FILE PHOTO: A Hitachi logo is pictured on the side of a building in Tokyo October 27, 2012. Japan
FILE PHOTO: A Hitachi logo is pictured on the side of a building in Tokyo October 27, 2012. Japan’s Hitachi Ltd posted a weaker-than-expected operating profit for the July-September quarter on Tuesday, down 15.4 percent on the year among declining sales in China and a sputtering recovery in Europe. REUTERS/Toru Hanai (JAPAN - Tags: BUSINESS LOGO)

TOKYO (Reuters) -Japan’s Hitachi said on Thursday it would suspend operations in Russia but stopped short of linking the decision to Ukrainian pressure, spotlighting the difficulty many firms find in striking a balance between business and reputational risk.

The Japanese conglomerate’s decision came two days after Ukrainian Vice Prime Minister Mykhailo Fedorov urged the suspension in a tweet, to which he attached an image of his letter to Hitachi CEO Toshiaki Higashihara.

Hitachi, which produces and sells construction machinery in Russia, said in a statement it would stop exports and cease most operations in the country except for vital electrical power facilities. It made no mention of any communication with the Ukrainian government.
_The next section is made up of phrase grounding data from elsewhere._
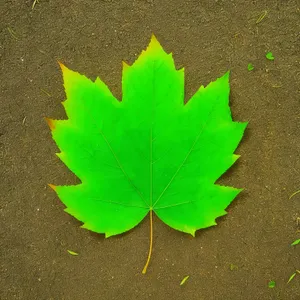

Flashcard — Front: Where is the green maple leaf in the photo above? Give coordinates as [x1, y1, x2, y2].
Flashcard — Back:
[47, 35, 247, 273]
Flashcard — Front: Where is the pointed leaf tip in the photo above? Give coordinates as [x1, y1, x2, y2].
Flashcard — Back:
[58, 61, 67, 71]
[222, 71, 230, 81]
[150, 33, 158, 42]
[148, 34, 162, 52]
[122, 61, 130, 71]
[105, 232, 113, 238]
[45, 117, 56, 130]
[190, 229, 196, 237]
[48, 183, 57, 191]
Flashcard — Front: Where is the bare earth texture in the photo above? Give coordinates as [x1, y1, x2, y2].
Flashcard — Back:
[1, 0, 299, 299]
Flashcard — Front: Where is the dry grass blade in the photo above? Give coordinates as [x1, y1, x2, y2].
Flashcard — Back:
[32, 0, 39, 10]
[256, 10, 267, 24]
[289, 190, 300, 200]
[7, 27, 18, 40]
[40, 88, 51, 97]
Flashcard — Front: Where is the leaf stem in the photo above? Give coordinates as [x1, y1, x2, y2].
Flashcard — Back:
[142, 209, 153, 274]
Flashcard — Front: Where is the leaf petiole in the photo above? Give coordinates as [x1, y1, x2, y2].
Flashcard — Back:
[142, 209, 153, 274]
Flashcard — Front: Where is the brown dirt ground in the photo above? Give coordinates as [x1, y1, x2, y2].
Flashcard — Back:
[1, 0, 299, 299]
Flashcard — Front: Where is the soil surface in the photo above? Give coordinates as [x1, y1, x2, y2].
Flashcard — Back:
[1, 1, 299, 299]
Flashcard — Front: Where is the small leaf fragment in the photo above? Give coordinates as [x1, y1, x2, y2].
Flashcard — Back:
[180, 275, 190, 286]
[287, 272, 296, 284]
[247, 63, 254, 71]
[230, 264, 238, 270]
[268, 280, 276, 288]
[266, 52, 275, 60]
[291, 239, 300, 246]
[67, 250, 79, 256]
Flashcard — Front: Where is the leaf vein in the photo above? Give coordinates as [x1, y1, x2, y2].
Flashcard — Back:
[154, 200, 195, 210]
[89, 197, 148, 209]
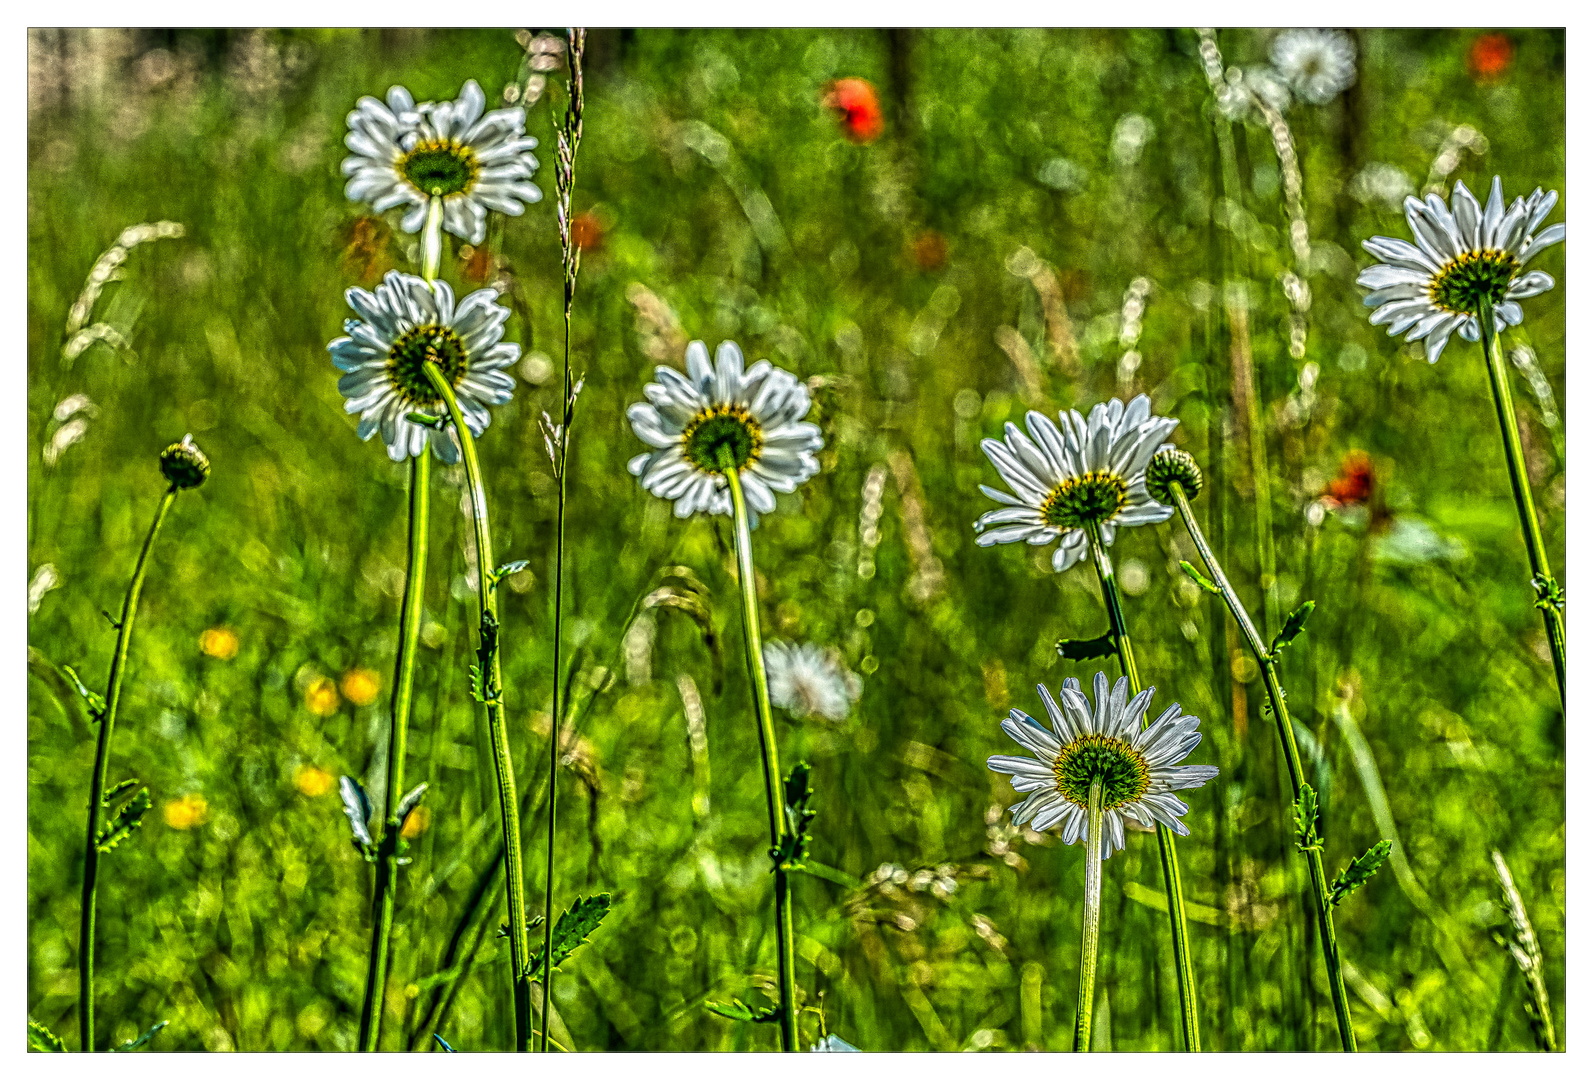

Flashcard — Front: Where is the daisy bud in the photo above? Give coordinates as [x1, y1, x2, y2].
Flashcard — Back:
[159, 434, 210, 490]
[1145, 448, 1202, 504]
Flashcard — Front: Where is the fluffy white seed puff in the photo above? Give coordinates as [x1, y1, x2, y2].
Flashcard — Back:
[974, 395, 1178, 573]
[764, 641, 862, 721]
[328, 271, 518, 462]
[1270, 29, 1357, 105]
[341, 80, 542, 245]
[988, 673, 1218, 859]
[626, 340, 824, 524]
[1358, 177, 1564, 364]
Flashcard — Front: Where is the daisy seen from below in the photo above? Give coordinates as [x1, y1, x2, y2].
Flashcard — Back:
[626, 340, 823, 523]
[989, 673, 1217, 859]
[342, 79, 542, 245]
[1358, 176, 1564, 364]
[973, 395, 1177, 573]
[328, 270, 519, 462]
[1271, 28, 1357, 104]
[764, 641, 862, 721]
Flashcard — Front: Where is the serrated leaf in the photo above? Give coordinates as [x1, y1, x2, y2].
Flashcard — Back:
[1329, 839, 1393, 907]
[1055, 632, 1116, 662]
[61, 664, 106, 718]
[526, 893, 612, 982]
[773, 762, 817, 871]
[396, 782, 429, 829]
[1292, 783, 1322, 853]
[109, 1020, 168, 1052]
[339, 775, 373, 849]
[96, 786, 151, 852]
[705, 997, 780, 1024]
[102, 777, 140, 807]
[1270, 600, 1316, 658]
[28, 1019, 65, 1052]
[470, 612, 502, 706]
[1180, 560, 1221, 595]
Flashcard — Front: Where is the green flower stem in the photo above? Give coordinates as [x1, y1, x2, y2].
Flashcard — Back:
[1084, 521, 1200, 1052]
[421, 196, 443, 281]
[1072, 779, 1105, 1053]
[719, 452, 798, 1053]
[422, 361, 533, 1052]
[1166, 480, 1357, 1051]
[357, 450, 430, 1052]
[1477, 300, 1566, 710]
[78, 483, 178, 1052]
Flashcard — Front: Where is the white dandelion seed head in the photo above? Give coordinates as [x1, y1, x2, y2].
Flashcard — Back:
[1357, 176, 1565, 364]
[1271, 29, 1357, 105]
[764, 641, 862, 721]
[327, 270, 520, 462]
[341, 79, 542, 245]
[625, 340, 824, 523]
[987, 672, 1218, 859]
[972, 394, 1178, 574]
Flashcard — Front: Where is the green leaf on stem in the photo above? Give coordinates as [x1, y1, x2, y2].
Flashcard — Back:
[101, 609, 122, 630]
[102, 777, 141, 807]
[469, 612, 502, 706]
[525, 893, 613, 982]
[1179, 560, 1221, 595]
[96, 784, 152, 852]
[1292, 783, 1322, 853]
[61, 663, 106, 719]
[1329, 840, 1393, 907]
[1270, 601, 1316, 658]
[773, 762, 817, 871]
[27, 1019, 66, 1052]
[396, 781, 429, 830]
[1055, 632, 1116, 661]
[487, 560, 531, 589]
[109, 1020, 168, 1052]
[705, 997, 780, 1024]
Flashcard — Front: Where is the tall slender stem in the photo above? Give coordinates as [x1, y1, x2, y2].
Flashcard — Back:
[720, 455, 797, 1052]
[542, 29, 586, 1052]
[358, 450, 430, 1051]
[1168, 482, 1357, 1051]
[1477, 300, 1566, 709]
[1073, 779, 1105, 1053]
[78, 484, 177, 1052]
[421, 361, 532, 1051]
[1084, 522, 1200, 1052]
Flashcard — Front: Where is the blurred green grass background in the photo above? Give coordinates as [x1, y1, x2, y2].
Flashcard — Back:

“We took multiple factors including the supply chain situation into account when we came to the decision,” a spokesperson for Hitachi told Reuters.

The spokesperson did not confirm whether the company had received the letter from Fedorov, but acknowledged that Hitachi had been addressed by his account on Twitter.

“I urge (Hitachi) to stop supplying products and providing services in Russia when their tanks and missiles kill peaceful Ukrainians,” Fedorov’s tweet read.

The Ukrainian embassy in Japan could not be immediately reached for comment.

Japanese executives privately say they are worried about the reputational risk of not taking a political stance against Russia’s actions in Ukraine as many cite logistical reasons for suspending work in the country.